Sun King has signed a Memorandum of Understanding with Nigeria’s Rural Electrification Agency to expand renewable energy access and local manufacturing. The agreement was announced at the Nigeria Renewable Energy Innovation Forum in Abuja and was witnessed by Vice President Kashim Shettima, with attendance from the Ministry of Power and Lagos State officials. The partnership is designed to advance energy access while accelerating manufacturing-driven growth in Nigeria.
Partnership Overview
The MoU establishes structured collaboration on three fronts, local value creation, technical cooperation, and joint advocacy for standalone solar solutions. It targets import substitution of up to 150 million dollars over five years while building a self-sustaining clean energy market. The parties will coordinate to scale off-grid solar as a central pillar of Nigeria’s energy strategy.
Manufacturing and Industrialization
Sun King will explore a Nigerian light manufacturing and assembly footprint to localize select solar and energy-efficient products. The aim is to expand supply chains, create skilled jobs, and ensure more of the sector’s value is retained domestically under the Nigeria First policy. Dialogue with government and industry will inform incentives, infrastructure needs, and regulatory steps that support a durable manufacturing base.
Data and Technical Collaboration
REA and Sun King will deepen data sharing on market intelligence, consumer behavior, and operational metrics to sharpen program design. Insights are intended to support initiatives such as the Nigeria Electrification Project and the Distributed Access through Renewable Energy Scale-up program. The effort includes technical capacity building to identify skills gaps, reduce bottlenecks, and strengthen long-term planning.
Advocacy and Market Impact
The partners will jointly elevate the role of standalone solar for homes, schools, clinics, and small businesses that remain underserved by the grid.
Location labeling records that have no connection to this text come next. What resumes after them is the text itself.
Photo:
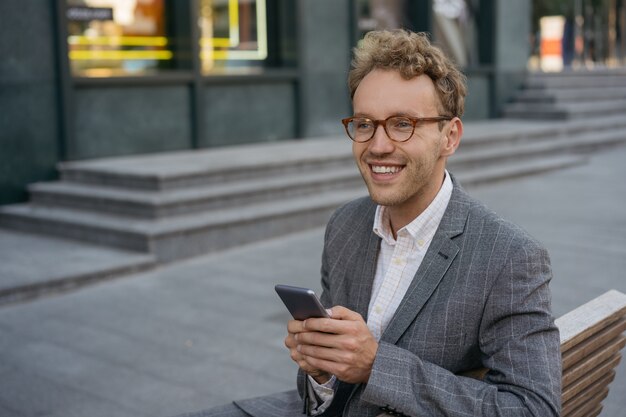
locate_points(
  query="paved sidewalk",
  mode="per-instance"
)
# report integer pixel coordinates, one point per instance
(202, 332)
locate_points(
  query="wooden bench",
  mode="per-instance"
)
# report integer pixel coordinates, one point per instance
(591, 341)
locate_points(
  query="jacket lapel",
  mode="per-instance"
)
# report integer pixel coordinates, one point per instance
(437, 260)
(368, 272)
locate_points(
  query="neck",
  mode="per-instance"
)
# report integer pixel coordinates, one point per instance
(405, 213)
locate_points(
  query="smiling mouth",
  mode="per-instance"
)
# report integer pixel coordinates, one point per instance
(386, 169)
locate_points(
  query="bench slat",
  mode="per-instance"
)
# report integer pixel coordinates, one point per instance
(587, 394)
(588, 410)
(583, 349)
(579, 385)
(588, 364)
(578, 324)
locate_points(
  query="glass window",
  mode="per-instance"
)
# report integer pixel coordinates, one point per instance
(455, 30)
(233, 35)
(117, 37)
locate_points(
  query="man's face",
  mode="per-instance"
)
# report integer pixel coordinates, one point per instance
(405, 175)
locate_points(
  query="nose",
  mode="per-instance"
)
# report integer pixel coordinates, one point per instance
(380, 143)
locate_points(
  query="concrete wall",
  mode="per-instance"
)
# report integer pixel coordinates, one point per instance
(512, 49)
(28, 96)
(249, 112)
(325, 44)
(121, 120)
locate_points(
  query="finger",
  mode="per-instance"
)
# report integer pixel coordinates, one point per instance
(318, 339)
(343, 313)
(295, 326)
(328, 354)
(333, 326)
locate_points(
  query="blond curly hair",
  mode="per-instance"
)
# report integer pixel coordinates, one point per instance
(412, 55)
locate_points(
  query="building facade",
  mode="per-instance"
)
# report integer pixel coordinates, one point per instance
(86, 79)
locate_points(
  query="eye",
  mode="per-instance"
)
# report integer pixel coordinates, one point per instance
(401, 123)
(362, 124)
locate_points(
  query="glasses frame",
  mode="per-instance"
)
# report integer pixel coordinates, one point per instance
(383, 122)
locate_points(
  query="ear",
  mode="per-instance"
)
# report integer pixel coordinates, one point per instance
(452, 139)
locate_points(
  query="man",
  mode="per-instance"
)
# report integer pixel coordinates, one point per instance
(425, 283)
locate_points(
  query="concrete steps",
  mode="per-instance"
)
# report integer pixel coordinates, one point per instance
(182, 204)
(155, 204)
(570, 95)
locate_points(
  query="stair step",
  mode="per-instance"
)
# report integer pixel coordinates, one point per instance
(520, 168)
(570, 95)
(32, 267)
(499, 132)
(182, 236)
(210, 166)
(565, 110)
(511, 151)
(172, 202)
(583, 80)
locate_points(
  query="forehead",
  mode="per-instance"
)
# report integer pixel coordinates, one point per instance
(382, 93)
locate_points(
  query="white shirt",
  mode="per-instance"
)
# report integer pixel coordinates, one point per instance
(398, 262)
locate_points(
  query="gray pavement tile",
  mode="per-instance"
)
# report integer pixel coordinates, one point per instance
(35, 395)
(118, 384)
(33, 260)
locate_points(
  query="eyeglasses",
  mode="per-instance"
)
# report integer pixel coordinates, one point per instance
(398, 128)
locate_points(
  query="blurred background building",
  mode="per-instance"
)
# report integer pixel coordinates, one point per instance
(84, 79)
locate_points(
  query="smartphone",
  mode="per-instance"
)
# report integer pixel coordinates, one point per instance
(302, 303)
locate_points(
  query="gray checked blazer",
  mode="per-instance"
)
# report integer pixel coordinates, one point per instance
(479, 299)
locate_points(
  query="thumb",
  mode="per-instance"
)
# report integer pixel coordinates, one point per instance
(343, 313)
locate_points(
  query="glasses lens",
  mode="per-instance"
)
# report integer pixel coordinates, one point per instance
(399, 128)
(361, 129)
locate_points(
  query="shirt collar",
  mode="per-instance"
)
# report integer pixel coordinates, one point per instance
(424, 225)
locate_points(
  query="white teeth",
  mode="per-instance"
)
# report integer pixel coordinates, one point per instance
(385, 169)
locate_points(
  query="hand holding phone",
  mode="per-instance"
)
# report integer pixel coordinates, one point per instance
(302, 303)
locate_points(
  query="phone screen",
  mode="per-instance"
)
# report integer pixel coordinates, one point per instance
(302, 303)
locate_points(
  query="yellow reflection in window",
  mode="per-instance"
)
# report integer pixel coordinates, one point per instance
(234, 34)
(108, 37)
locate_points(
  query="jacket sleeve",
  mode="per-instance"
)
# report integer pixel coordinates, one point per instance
(519, 344)
(342, 389)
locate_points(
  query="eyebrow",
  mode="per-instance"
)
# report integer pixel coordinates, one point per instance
(399, 114)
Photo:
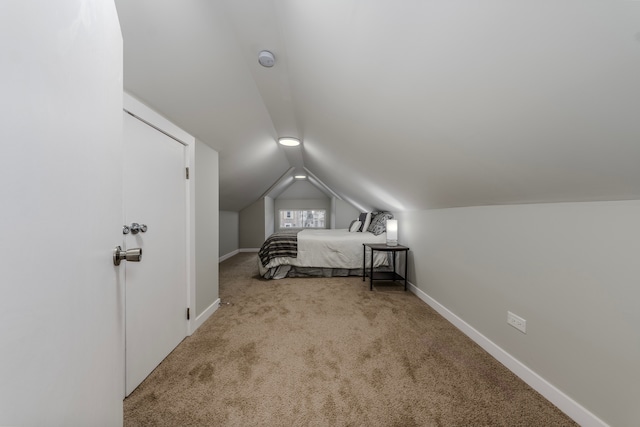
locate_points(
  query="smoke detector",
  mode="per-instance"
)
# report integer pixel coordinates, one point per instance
(266, 59)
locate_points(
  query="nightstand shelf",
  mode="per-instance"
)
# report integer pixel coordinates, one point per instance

Coordinated advocacy will promote policies and financing structures that unlock private capital at scale. This approach aligns with Mission 300, the goal to connect 300 million people in Africa to electricity by 2030.
Market Traction and Product Expansion
Sun King reports selling more than 330,000 solar kits each month across Africa, reflecting rapid continental adoption. In Nigeria, monthly sales have risen from 3,000 units in 2020 to about 75,000 today, with volumes expected to triple over the next few years. Beyond solar home systems, the company offers smartphones and energy-efficient appliances like televisions and freezers designed to integrate with its solar kits.
Government Backing and Commitments
Vice President Shettima framed the agreement as a call for private-sector leadership, emphasizing incentives for local manufacturing and streamlined regulation. REA Managing Director Abba Abubakar Aliyu noted Sun King’s prior role in the Nigeria Electrification Programme and said the new phase links energy access, industry, and policy in a unified push. Sun King’s Nigerian operations have already created more than 12,000 jobs across sales, engineering, marketing, and data functions, with further gains expected through localized assembly and service networks.
Analysts view the REA and Sun King collaboration as a practical blueprint for pairing clean energy expansion with domestic production. With an estimated 85 million Nigerians still lacking electricity, off-grid solar and local manufacturing could reshape both energy access and value retention. If executed as outlined, the partnership could move Nigeria from major importer to active producer while accelerating connections for communities nationwide.